Last night you could have found me in the bathroom with white strips on my teeth, exfoliator on my face, and nail polish all over the counter...girls gotta look good for Saturday! How in the world there are 5 days before I marry that sweet man of mine blows my mind, it truly does. The time since December 2nd until now has truly gone by in a flash. I have only 5 days left to be a fiancé. Practically everything is done for the wedding, just a few little things to take care of this week and while I know there's going to be a lot going on, I'm not going to let this time pass me by without soaking it all in.

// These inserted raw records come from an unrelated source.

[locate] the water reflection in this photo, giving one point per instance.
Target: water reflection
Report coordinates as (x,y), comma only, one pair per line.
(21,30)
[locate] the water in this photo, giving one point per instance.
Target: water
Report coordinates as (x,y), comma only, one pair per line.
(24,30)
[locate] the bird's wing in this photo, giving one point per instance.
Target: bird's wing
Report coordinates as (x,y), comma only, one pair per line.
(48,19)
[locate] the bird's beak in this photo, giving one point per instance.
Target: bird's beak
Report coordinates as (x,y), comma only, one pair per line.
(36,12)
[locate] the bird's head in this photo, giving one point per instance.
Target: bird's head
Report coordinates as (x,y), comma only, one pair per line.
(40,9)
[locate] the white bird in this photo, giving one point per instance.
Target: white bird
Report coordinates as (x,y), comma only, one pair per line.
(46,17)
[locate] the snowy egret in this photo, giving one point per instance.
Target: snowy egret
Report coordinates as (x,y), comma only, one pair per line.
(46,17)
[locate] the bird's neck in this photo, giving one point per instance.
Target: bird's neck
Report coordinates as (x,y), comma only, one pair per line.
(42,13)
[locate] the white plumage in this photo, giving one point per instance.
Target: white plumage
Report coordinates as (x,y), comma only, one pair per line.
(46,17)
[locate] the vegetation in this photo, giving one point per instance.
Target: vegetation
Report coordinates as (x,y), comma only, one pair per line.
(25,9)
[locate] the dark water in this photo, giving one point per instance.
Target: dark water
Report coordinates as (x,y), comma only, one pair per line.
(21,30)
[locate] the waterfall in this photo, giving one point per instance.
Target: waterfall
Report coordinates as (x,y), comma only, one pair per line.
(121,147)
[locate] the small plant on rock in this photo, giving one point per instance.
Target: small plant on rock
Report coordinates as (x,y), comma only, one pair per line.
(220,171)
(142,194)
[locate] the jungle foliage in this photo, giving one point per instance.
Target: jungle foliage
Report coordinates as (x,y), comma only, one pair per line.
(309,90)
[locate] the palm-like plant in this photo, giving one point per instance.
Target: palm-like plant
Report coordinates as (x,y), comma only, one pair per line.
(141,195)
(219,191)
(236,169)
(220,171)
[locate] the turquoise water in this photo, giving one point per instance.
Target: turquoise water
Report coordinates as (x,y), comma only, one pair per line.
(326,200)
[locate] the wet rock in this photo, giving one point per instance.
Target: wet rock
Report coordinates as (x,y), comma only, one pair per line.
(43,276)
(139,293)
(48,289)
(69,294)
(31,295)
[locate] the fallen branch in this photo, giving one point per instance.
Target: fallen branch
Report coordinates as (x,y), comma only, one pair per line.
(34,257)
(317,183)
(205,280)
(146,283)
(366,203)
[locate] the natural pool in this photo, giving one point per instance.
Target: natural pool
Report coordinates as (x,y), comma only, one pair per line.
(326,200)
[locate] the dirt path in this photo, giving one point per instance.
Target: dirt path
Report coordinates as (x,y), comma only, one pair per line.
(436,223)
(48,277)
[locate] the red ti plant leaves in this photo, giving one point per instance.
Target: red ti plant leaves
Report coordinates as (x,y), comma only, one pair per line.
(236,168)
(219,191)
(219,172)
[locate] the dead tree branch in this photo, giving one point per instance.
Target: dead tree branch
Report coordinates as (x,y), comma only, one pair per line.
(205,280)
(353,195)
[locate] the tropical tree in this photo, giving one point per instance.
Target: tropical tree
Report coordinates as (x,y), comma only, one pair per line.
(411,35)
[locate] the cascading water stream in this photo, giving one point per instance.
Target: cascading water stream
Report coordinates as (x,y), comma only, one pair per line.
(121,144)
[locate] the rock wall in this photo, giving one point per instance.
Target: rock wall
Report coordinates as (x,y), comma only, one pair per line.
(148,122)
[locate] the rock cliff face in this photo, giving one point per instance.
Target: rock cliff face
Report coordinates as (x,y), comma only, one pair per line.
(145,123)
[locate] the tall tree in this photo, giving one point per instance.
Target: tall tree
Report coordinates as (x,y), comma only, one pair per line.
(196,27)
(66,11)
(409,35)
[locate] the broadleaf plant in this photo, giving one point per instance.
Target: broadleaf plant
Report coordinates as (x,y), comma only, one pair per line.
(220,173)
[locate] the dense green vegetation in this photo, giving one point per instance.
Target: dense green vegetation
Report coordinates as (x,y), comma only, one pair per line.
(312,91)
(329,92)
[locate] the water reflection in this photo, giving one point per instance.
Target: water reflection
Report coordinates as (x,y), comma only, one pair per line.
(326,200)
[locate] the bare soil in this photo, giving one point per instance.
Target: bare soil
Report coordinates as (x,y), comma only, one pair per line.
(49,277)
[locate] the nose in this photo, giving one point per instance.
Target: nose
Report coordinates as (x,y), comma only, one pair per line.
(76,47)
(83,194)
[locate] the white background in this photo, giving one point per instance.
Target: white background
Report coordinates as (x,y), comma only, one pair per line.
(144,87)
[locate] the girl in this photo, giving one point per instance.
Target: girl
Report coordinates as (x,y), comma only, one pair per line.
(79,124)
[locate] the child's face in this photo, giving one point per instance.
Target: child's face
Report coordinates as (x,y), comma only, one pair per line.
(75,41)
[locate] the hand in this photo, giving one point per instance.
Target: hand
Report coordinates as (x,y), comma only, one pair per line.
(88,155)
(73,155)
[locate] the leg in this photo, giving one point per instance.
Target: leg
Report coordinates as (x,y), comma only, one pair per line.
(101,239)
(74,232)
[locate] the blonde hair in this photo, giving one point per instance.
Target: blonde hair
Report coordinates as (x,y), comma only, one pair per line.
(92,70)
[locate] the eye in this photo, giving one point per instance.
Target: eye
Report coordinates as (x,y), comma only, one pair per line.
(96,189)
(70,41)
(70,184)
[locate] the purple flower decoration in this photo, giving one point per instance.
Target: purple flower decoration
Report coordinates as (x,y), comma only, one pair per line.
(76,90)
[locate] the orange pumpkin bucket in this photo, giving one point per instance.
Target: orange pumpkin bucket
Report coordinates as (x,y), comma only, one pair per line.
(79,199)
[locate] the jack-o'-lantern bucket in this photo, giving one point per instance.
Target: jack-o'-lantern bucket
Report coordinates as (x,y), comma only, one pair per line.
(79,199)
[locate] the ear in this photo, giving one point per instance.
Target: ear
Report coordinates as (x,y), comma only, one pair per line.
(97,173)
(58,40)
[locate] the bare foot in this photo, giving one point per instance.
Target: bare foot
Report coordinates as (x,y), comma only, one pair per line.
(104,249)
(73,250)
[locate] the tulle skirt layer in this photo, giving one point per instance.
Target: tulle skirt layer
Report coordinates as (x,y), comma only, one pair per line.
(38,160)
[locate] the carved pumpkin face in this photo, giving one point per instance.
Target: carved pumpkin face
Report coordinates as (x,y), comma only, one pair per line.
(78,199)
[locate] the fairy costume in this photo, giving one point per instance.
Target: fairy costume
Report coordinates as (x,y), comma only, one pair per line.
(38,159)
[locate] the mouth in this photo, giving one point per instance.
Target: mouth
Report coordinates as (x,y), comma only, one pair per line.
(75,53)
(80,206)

I find myself having a hard time to even find the words to say as I'm so close to getting married. My heart is overflowing with thoughts and love for Josh. I am in awe that God has brought our relationship this far and prepared us for marriage. What a beautiful thing that is. What a beautiful thing marriage is. I can't wait to stand before all of our family and friends and commit my life to the one I love most. I can't wait to enter into the covenant with him that God has created for us, as man and wife. In our last pre-martial counseling session we discussed the covenant and how Josh and I were going to make it public to our family and friends that we are going to try as hard as possible to love each other as God loves the church. That we are committing ourselves exclusively to one as another as God has committed Himself to His people and to the church. God gave us the most precious ability to love one another. We would never even know what love is if He wouldn't have blessed us with that emotion. Oh how thankful I am that we were given the ability to love by the one who shows us the ultimate love, day in and day out.
He loves me in my best and throughout my worst and I will love Josh everyday...in his best and throughout his worst. The Lord forgives me even when I am so undeserving...I'll forgive Josh when he is completely undeserving as I know he'll forgive me when I'm completely undeserving. My heart is overwhelmed when I think about Josh and I having our marriage as a display of God's love for His people...and it makes me want to work hard everyday to make our marriage as fulfilled as it can be to show that others that marriages can make it and our marriage is a display of Gods love and a testament to how much He loves his people.
This week I'm going to spend a lot of time with the Lord, reflecting on the past 3 years of my dating life with Josh and reflecting on the past 9 months of our engagement. This is such a sweet time in our lives and I want to soak every single second up.